MAKASSAR – Pelaksana Tugas Ketua Tim Penggerak PKK Sulsel, Naoemi Octarina, membuka Lokakarya Persiapan Pelaksanaan LiLA (Lingkar Lengan Atas) Keluarga, yang dilaksanakan secara virtual, Selasa (5/10/2021).

Baca Juga: Naoemi Octarina Ajak Pengurus HIMPAUDI Sulsel Wujudkan PAUD Holistik Integratif

Kegiatan lokakarya yang digelar Jenewa Madani Indonesia ini diikuti tujuh puskesmas dari Kabupaten Pangkep dan Takalar, yang akan dijadikan sebagai pilot project.

Pada sambutannya, Naoemi Octarina, mengatakan bahwa balita merupakan kelompok rentan terhadap kekurangan gizi atau gizi buruk. Mereka membutuhkan nutrisi yang optimal untuk perkembangan dan pertumbuhannya, dan para orangtua harus bisa melakukan deteksi dini.
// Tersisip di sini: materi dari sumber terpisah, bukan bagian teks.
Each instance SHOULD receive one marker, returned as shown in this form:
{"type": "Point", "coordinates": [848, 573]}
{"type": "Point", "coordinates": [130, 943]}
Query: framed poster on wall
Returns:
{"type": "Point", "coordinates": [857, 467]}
“Melalui pelaksanaan LiLA keluarga ini, kita berharap para orangtua bisa melakukan deteksi dini. Begitupun dengan para kader Posyandu,” kata Naoemi.

Lanjut naoemi, mengungkapkan jika persoalan gizi buruk penting untuk ditanggulangi bersama, karena pada balita yang kurang gizi akan mempengaruhi intelektual anak hingga sistem kekebalan tubuh mereka. Selain itu, bisa mengakibatkan infeksi berkepanjangan, bahkan terjadi resiko kematian.

“Kekurangan gizi atau kasus gizi buruk tidak hanya menyebabkan gangguan kesehatan fisik, tetapi juga gangguan mental pada anak,” ungkapnya.

Naoemi menambahkan, bahwa masalah kekurangan gizi bisa dideteksi lebih awal melalui LiLA, penanganan bisa dilakukan lebih cepat. Karena itu, lokakarya ini sangat penting. Tujuh puskesmas yang mengikuti lokakarya ini bisa menurunkan ke Posyandu, sekaligus meningkatkan kesadaran para orangtua terhadap kesehatan balita mereka.

“Semoga kegiatan ini bisa berjalan lancar dan tepat sasaran,” uar Naoemi.

Sementara itu, CFO UNICEF Makassar, Henky Widjaja, mengatakan bahwa anak kekurangan gizi atau gizi buruk memiliki risiko rentan kematian 12 kali lebih tinggi dibandingkan balita yang berstatus gizi normal. Dan pandemi Covid-19 ternyata turut mempengaruhi meningkatnya kasus kekurangan gizi ini.

“Pandemi ini mengakibatkan banyak kepala keluarga yang kehilangan pekerjaan atau mengalami penurunan penghasilan, yang kemudian mempengaruhi kemampuan keluarga terutama yang di kalangan menengah kebawah, untuk memenuhi kebutuhan sandang dan pangan serta gizi anaknya,” kata Henky.

Terakhir, Henky menegaskan jika pandemi ini telah menyebabkan distorsi layanan kesehatan, sehingga seluruh sumber daya kesehatan diarahkan untuk penanganan pandemi.

Sebagian masyarakat menurut Hengky, juga membatasi akses mereka ke fasilitas kesehatan, sehingga menyebabkan peningkatan jumlah kasus gizi buruk pada balita dalam dua tahun terakhir.

“Sangat mendesak bagi kita untuk mengambil tindakan cepat dan tepat, untuk memperbaiki serta mencegah peningkatan kasus gizi buruk ini,” imbuhnya.